Redmond wechselt im lauf des Films vom naiv verliebten Bub zum Betrüger zum Räuber zum Erbschleicher, bleibt dabei aber immer menschlich nachvollziehbar. Ryan O’ Neal (Paper Moon – 1973; Is' was, Doc? – 1972; "Love Story" – 1970) spielt nüchtern, vermittelt mit wenigen Blicken seine Freude über den sozialen Aufstieg, seinen Narzissmus. Ähnlich präsent ist Marisa Berenson, die die Schönheit ihrer Lady Lyndon schweigsam, melancholisch-introvertiert interpretiert.

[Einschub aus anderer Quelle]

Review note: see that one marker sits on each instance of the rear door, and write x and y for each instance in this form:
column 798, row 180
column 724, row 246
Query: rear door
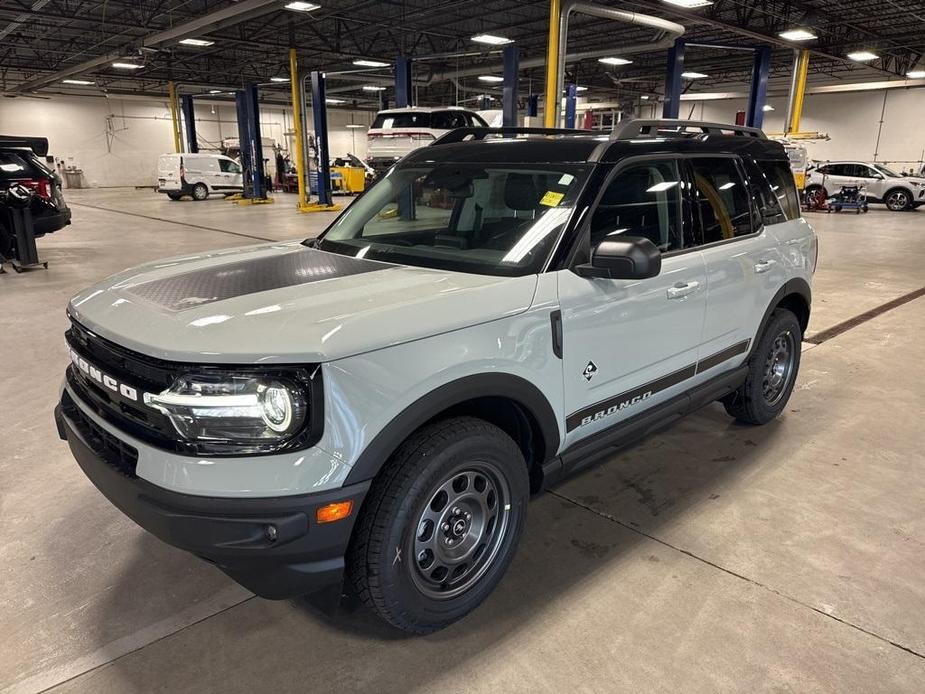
column 630, row 344
column 744, row 267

Videocover (Fr.): Barry Lyndon (1975)Die beiden, O'Neil und Berenson, haben ihre schönste Szene in einer Kutsche, nachdem Redmond Barry der entscheidende Schritt gelungen ist. Er hat Lady Lyndon geheiratet und in dieser Szene nun wird gleich deutlich, wie egal ihm die schöne Lady eigentlich ist. Da sitzt Barry, nun in den Adelsstand erhoben, rauchend neben seiner frisch angetrauten Frau, die der Qualm belästigt. Anstatt die Pfeife zu löschen, bläst er ihr blasiert den Qualm seiner Pfeife ins Gesicht. Und sie? Erträgt es stoisch. Und warum sollte Barry sich einer Etikette anpassen, die längst hohl ist? Von der auch er weiß, dass sie ihm nicht wird helfen können? Er wird der Aufsteiger, der Außenseiter bleiben in dieser englischen Klassengesellschaft.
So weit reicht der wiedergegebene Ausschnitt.